Interaction des risques liés au dérèglement du climat. Crédit image : Luke Kemp et al., 2022, PNAS.

En fin de compte, les dommages climatiques ne doivent donc pas être conçus comme linéaires. Il est pour l’instant impossible de déterminer si des points de basculement et des boucles de rétroaction se déclencheront aux niveaux de réchauffement actuellement anticipés (environ 2,7°C d’ici la fin du siècle). La totalité des interactions possibles entre les différents risques climatique ne peut davantage être anticipée avec certitude.
 

La possibilité d’un dérèglement catastrophique du climat demeure cependant trop importante pour être ignorée. Les auteurs de l’étude appellent ainsi les décideurs publics à accorder un poids plus important aux scénarios de basculement climatique dans leurs arbitrages.

La gestion des risques et la prise de décisions en contexte d’incertitude requièrent en effet la prise en compte des éventualités les plus extrêmes. Il est d’autant plus nécessaire de faire preuve de prévoyance que le dérèglement du climat pourrait compromettre de manière irréversible la capacité de l’humanité à se remettre d’une autre catastrophe imprévue (pandémie, guerre mondiale…).

L’augmentation du niveau de CO2 dans l’atmosphère se produit actuellement à une vitesse inédite dans l’histoire. Les seuils de CO2 qui ont déclenché des extinctions massives aux cours des époques passées pourraient être dépassés d’ici la fin du siècle. L’incertitude devrait donc motiver la prudence et la vigilance plutôt que la complaisance.
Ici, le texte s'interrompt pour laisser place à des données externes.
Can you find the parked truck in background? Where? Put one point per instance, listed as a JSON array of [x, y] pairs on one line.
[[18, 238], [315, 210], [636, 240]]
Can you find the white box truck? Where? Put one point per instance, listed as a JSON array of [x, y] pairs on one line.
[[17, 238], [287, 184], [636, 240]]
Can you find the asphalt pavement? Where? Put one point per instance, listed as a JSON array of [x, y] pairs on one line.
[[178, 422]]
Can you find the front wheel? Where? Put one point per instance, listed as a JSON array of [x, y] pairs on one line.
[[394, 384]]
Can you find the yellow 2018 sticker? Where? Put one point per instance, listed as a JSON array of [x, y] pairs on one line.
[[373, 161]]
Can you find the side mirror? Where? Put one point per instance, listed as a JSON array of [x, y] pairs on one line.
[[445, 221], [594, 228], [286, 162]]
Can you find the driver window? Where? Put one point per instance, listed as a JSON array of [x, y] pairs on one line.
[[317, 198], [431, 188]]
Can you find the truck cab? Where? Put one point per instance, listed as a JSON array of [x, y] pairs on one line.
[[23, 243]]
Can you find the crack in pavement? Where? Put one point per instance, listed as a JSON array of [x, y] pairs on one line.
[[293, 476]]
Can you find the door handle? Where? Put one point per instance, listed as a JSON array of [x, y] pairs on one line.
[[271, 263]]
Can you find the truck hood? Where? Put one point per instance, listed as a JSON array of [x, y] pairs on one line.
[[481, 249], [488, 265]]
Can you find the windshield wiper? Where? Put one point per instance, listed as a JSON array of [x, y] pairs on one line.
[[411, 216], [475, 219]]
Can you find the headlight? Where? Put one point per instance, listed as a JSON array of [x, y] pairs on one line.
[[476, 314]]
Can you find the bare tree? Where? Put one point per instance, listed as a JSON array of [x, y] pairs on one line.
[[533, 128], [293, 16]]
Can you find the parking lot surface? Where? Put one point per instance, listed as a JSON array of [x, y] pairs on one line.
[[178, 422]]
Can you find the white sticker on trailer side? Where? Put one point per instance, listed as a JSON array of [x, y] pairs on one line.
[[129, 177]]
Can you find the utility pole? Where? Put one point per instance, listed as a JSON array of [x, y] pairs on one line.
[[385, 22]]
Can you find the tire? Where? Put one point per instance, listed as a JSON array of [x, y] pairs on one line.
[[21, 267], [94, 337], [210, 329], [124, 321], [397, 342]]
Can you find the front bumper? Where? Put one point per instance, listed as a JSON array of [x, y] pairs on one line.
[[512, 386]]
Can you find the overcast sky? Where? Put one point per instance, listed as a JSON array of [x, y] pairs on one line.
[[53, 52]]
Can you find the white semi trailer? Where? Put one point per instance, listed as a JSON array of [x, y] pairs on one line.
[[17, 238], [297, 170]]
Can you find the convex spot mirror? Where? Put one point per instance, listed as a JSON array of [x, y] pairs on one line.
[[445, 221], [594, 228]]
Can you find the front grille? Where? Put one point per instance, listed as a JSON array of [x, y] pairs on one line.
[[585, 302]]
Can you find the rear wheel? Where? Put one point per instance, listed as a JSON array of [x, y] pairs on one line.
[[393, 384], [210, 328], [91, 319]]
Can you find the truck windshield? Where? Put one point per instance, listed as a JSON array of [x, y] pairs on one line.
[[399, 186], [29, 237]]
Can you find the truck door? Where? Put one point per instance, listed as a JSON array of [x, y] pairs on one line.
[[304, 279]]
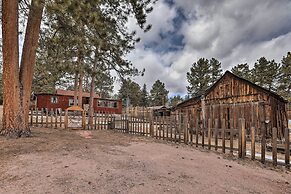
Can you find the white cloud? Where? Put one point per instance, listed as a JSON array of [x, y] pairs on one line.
[[232, 31]]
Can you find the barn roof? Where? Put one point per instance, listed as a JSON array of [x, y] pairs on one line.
[[60, 92], [268, 92], [196, 99]]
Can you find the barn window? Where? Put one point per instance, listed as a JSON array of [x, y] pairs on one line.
[[54, 99]]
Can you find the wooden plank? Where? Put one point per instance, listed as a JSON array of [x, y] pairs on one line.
[[231, 136], [253, 143], [287, 148], [240, 139], [31, 117], [56, 119], [263, 142], [216, 134], [61, 114], [223, 135], [46, 117], [36, 119], [197, 132], [202, 133], [274, 145], [41, 116], [243, 136], [209, 134], [52, 115]]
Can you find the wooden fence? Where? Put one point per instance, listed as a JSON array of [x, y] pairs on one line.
[[242, 142]]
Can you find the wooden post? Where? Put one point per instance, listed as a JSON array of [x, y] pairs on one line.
[[41, 116], [243, 136], [287, 148], [263, 143], [66, 119], [209, 134], [274, 145], [231, 135], [186, 131], [31, 117], [240, 139], [61, 114], [180, 127], [197, 132], [46, 117], [56, 119], [223, 135], [253, 143], [83, 120], [52, 115], [216, 134], [36, 119]]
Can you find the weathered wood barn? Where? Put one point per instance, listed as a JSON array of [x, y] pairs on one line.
[[65, 98], [232, 98]]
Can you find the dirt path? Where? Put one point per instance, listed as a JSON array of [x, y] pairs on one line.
[[59, 161]]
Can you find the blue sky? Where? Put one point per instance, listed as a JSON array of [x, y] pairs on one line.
[[233, 31]]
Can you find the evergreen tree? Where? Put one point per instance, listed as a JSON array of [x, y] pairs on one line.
[[130, 91], [265, 73], [242, 70], [284, 82], [144, 97], [159, 94], [215, 69], [199, 77], [175, 100]]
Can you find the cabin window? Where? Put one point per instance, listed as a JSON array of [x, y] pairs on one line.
[[54, 100], [71, 102]]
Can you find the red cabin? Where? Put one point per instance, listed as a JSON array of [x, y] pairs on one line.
[[65, 98]]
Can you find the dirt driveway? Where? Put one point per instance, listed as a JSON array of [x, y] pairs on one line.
[[60, 161]]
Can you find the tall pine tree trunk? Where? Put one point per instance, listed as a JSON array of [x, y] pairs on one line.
[[29, 55], [12, 110], [76, 89], [91, 102], [80, 92]]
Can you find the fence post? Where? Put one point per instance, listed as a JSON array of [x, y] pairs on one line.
[[36, 119], [209, 134], [263, 142], [197, 132], [287, 148], [274, 145], [223, 135], [41, 116], [52, 114], [31, 117], [231, 135], [216, 134], [253, 143], [46, 117], [243, 136]]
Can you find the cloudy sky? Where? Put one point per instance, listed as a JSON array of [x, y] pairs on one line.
[[233, 31]]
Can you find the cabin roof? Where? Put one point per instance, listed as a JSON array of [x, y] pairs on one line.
[[197, 98], [266, 91], [60, 92]]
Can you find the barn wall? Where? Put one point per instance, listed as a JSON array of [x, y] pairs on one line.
[[231, 99]]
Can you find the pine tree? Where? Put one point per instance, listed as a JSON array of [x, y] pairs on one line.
[[265, 73], [144, 97], [159, 94], [175, 100], [242, 70], [199, 77], [215, 69], [130, 91], [284, 81]]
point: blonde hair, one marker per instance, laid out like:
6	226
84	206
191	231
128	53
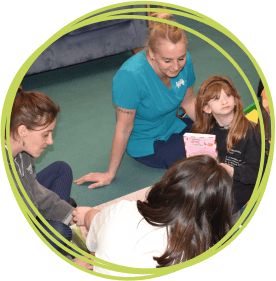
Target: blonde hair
210	89
165	31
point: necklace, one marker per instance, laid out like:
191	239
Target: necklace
21	172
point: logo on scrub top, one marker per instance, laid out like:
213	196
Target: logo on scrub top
179	83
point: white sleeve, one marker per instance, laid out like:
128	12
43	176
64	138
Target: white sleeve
95	227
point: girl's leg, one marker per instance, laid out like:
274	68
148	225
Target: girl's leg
167	152
57	177
61	228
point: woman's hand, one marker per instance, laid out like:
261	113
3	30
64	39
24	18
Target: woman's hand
229	169
99	179
83	263
79	215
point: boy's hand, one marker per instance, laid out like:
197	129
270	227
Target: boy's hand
79	214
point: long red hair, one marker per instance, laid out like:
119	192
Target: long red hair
210	89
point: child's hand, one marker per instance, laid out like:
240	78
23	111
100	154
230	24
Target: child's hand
228	168
79	214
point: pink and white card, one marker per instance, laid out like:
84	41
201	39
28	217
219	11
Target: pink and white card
196	144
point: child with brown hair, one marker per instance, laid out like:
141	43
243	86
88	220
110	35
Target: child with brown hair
219	111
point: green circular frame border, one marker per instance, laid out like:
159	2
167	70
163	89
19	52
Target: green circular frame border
83	21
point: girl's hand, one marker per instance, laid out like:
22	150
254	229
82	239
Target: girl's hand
229	169
79	215
99	179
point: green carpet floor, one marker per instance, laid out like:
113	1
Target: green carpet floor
86	123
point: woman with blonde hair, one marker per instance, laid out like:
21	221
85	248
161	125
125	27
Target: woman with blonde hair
219	111
148	90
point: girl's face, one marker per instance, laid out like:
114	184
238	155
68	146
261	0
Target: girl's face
169	58
37	140
223	106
En conclusion, les auteurs invitent le GIEC à se pencher plus sérieusement sur la question d’un possible changement climatique catastrophique et suggèrent de consacrer un rapport spécial à cette question, afin de mieux éclairer les choix que les citoyens et leurs représentants auront à faire au cours des années et des décennies à venir en matière de réduction des émissions de gaz à effet de serre.